Part of what makes the platform so unique is that it does not compete with ongoing efforts that are actively collecting (or plan to prospectively collect) patient-level data in rare diseases. RDCA-DAP is an added-value to such efforts by providing a standardized platform for the integration of patient-level data, with accessibility levels determined by each data contributor via C-Path’s DCA. Additionally, RDCA-DAP will not hamper the ability of ongoing efforts to provide access to patient-level data in rare diseases. All data are formatted to the OMOP common data model, support FAIR data principles ( Findable, Accessible, Interoperable, Reusable) and catalog entries are created for data sets in RDCA-DAP (highest level of the hierarchy). If data has been requested on the platform, a data dictionary (meta data level) is created to provide field and descriptors. If the data contributor wants a portion or a whole data set returned, a curated dataset will be initiated and provided upon request.

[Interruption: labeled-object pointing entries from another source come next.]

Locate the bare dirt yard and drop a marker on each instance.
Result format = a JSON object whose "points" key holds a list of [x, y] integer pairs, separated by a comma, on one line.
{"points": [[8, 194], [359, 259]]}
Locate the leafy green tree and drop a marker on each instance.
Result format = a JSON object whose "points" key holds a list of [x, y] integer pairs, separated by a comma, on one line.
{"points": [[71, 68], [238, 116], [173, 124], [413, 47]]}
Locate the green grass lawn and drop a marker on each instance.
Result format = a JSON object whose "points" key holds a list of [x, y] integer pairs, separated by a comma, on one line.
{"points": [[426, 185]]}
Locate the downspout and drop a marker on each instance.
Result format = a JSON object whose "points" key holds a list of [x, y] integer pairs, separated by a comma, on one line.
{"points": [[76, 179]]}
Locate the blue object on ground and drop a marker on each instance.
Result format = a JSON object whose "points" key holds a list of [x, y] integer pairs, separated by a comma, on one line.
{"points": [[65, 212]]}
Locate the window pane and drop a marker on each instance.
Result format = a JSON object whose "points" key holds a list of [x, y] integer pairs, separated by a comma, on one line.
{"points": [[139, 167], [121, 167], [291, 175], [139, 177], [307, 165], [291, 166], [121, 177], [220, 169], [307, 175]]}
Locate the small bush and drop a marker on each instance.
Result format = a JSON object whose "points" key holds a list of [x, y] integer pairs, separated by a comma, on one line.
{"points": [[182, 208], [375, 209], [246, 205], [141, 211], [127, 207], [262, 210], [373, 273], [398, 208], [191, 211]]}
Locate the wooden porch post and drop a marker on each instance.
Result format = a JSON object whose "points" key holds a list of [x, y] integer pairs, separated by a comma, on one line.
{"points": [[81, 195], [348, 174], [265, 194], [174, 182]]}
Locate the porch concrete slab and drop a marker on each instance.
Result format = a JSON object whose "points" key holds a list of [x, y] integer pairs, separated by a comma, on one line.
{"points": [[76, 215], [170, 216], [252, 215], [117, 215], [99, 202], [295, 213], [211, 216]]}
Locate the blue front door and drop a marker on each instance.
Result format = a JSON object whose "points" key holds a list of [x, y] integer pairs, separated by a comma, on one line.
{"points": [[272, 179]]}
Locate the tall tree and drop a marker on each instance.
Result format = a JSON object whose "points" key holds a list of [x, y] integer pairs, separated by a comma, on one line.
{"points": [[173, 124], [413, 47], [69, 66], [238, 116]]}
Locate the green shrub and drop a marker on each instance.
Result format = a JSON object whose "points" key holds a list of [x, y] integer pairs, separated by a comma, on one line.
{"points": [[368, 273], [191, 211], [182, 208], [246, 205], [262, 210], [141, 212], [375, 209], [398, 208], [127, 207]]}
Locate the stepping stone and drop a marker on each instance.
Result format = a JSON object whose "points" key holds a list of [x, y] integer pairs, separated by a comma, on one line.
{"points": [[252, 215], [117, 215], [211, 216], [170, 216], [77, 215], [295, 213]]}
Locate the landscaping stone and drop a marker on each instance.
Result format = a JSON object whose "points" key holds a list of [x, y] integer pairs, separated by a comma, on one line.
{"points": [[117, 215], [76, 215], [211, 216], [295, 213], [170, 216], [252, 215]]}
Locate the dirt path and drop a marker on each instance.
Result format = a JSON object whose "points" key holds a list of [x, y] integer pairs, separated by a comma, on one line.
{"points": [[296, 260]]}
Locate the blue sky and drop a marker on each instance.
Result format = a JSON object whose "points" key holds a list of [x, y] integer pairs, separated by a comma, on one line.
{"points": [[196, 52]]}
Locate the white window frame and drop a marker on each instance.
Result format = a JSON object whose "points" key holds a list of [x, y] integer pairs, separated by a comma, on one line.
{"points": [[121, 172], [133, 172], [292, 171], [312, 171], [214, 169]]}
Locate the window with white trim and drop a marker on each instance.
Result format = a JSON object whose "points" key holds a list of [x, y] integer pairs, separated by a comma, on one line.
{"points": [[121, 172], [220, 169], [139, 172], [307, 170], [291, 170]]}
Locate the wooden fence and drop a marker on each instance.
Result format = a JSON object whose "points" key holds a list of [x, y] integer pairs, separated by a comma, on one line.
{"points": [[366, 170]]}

On the importance of incorporating patients’ perspectives through RDCA-DAP, Theresa Mullin, Ph.D., Associate Director for Strategic Initiatives, Center for Drug Evaluation and Research (CDER), FDA, said, “Identifying the burdens of disease and current therapies that matter most, what can be measured, and what would constitute a meaningful change, can provide insight on the clinical context for regulatory review and potentially more direct evidence of drug benefits and risks when collected using valid and reliable measures and tools.”

What’s Next for RDCA-DAP?

The RDCA-DAP cohort builder will be made available in 2022 to facilitate detailed exploration and the development of data cohorts to be used for research and analysis. Beta testing of the cohort builder is less than six weeks away. Currently, the genomics task force is exploring options with experts in the field and with rare disease patient groups to identify the need and feasibility of implementing genomic analysis tools. Within the next year, a rare disease ontology will be integrated with the platform to enhance discovery, and the implementation of federated access with third-party platforms will be realized.